Para Patrícia Valéria Ferreira da Silva, que está na direção da Escola Felipe Rocha desde 2018, o projeto é de suma importância, tanto para a ressocialização dos apenados, quanto para a sociedade entender que são humanos e sujeitos ao erro.
 
“Esse projeto mostra pra eles que eles têm valor, que eles têm capacidade de sair de lá e conseguir trabalho em qualquer lugar da sociedade. Esse projeto oferece também as capacitações através de outras parcerias e,  como gestora da escola, eu só tenho agradecer, primeiramente ao Doutor Adriano (Lima Toldo), que nos atendeu quando eu solicitei através de um ofício a parceria com os apenados para que pudéssemos fazer esses trabalhos aqui na escola”, disse a diretora ,reforçando: “Eu peço e espero que seja levado para outros lugares, outras escolas, porque o município de Vilhena só tem a ganhar com a o trabalho, com o profissionalismo desses meninos. Eles fazem um serviço de qualidade”, disse a diretora.
 
Ontem, o grupo realizou trabalho de limpeza do pátio e s trabalhos continuam ainda por mais alguns dias com a previsão, inclusive, da construção de um quiosque que, segundo a diretora, será usado pelos alunos para leitura.
 
Um dos apenados que integra o grupo é o Douglas, de 28 anos, 8 deles vividos atrás das grades. Ele contou que, antes de conhecer projeto, era um dos muitos presos que seguem uma rotina de ir da cela para o banho de sol e de volta para a cela.
 
“Pra mim esse projeto gerou muita coisa de bom. Antes desse projeto, eu era um apenado que só vivia ali.

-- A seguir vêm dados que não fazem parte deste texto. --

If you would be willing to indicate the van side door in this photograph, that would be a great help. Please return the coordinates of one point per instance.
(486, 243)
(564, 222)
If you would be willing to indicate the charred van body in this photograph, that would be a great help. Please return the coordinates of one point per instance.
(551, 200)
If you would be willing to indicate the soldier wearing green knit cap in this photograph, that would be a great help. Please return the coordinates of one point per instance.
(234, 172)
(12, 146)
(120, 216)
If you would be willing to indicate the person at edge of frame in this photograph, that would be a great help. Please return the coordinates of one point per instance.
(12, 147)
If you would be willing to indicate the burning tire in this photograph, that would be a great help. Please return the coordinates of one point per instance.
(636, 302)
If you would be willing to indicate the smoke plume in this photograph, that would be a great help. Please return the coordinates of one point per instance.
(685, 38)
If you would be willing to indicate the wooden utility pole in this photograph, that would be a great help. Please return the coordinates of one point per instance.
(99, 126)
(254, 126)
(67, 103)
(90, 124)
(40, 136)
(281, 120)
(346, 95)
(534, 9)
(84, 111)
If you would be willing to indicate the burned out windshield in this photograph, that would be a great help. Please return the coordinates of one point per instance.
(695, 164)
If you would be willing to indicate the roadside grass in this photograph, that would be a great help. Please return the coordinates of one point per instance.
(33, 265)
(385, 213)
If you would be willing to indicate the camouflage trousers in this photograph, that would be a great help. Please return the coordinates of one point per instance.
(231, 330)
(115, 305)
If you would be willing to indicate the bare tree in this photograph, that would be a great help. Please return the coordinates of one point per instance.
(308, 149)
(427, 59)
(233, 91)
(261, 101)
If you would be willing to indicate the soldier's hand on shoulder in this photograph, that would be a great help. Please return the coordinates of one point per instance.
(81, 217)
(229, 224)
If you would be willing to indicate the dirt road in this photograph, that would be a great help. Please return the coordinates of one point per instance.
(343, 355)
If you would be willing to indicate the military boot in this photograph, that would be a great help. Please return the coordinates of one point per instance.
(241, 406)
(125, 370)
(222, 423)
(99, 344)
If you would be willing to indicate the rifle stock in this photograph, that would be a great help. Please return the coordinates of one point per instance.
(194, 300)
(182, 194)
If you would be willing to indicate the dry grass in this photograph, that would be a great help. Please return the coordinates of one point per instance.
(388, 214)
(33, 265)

Só saía para o banho de sol. Depois que fui selecionado para esse projeto, depois de quase 5 anos preso, eu comecei a sair, respirar ar diferente. Hoje eu posso sair, trabalhar ao ar livre. Saio do presídio e volto com as minhas próprias pernas”, contou.
 
Douglas contou ainda que, por causa do projeto, ele viu a sua família se reaproximar dele. “Hoje a minha família me enxerga com outros olhos. Antes eles não acreditavam em mim. Não tinham mais esperança em mim. Hoje eles me parabenizam, vêm me ver, porque estão vendo uma mudança em mim”, contou Douglas, que recentemente concluiu o curso de auxiliar de agronomia.
 
Murilo, de 27 anos, é outro inserido no projeto. Conforme relatou, ele ficou em liberdade entre 2015 e 2016, mas acabou retornando à cadeia. “Quando você está com a ‘pulseira’ no pé, a sociedade te vê de outra forma e muitas vezes não confia de botar você em uma obra ou numa firma por causa disso”, argumentou e prosseguiu o relato: “Aí o caminho que eu encontrei, que tava as portas abertas, era o mundo do crime, o mundo das drogas, e foi onde eu caí em tentação, voltei para as coisas erradas”, afirmou.
 
De acordo com Murilo, quando retornou para a prisão, ele começou a frequentar os cultos e mudou o seu comportamento. Essa mudança o levou a ter a oportunidade de fazer parte do projeto que, assegura, também mudou a sua forma de pensar.
 
“Nós estamos dando o nosso melhor para que esse projeto cresça muito mais para que nós saiamos e que outros apenados possam pagar a sua pena trabalhando. É só aqui fora, com projeto como esse, que a ressocialização pode acontecer. Porque presídio, cadeia nenhuma ressocializa ninguém. Lá dentro a sua mente é voltada para a crime. Mas, quando você tem a oportunidade de estar num projeto desse, de você participar, de você conviver com a sociedade, você vê que tem valor; e que a maneira de viver não é aquela maneira no crime, que a maneira certa é você trabalhar, ter o respeito da sociedade e ser tratado como cidadão”, pontuou Murilo, antes de concluir: “Graças a Deus nós temos essa oportunidade e estamos abraçando com braço forte pra vencer, e acredito que através desse projeto nós vamos ter muitas oportunidades”.
 
O policial penal Silvano, aproveitou para fazer um pedido aos empresários. “Eu gostaria de chamar todos os empresários e a sociedade para que nos ajude. As nossas ferramentas são feitas lá mesmo no presídio, e temos esse déficit de ferramentas. Então, quem puder nos ajudar, desde ferramentas como enxadas e martelos, a ferramentas para mecânica, tudo, seremos muito gratos. Não pedimos para nós, pedimos para o projeto”, finalizou.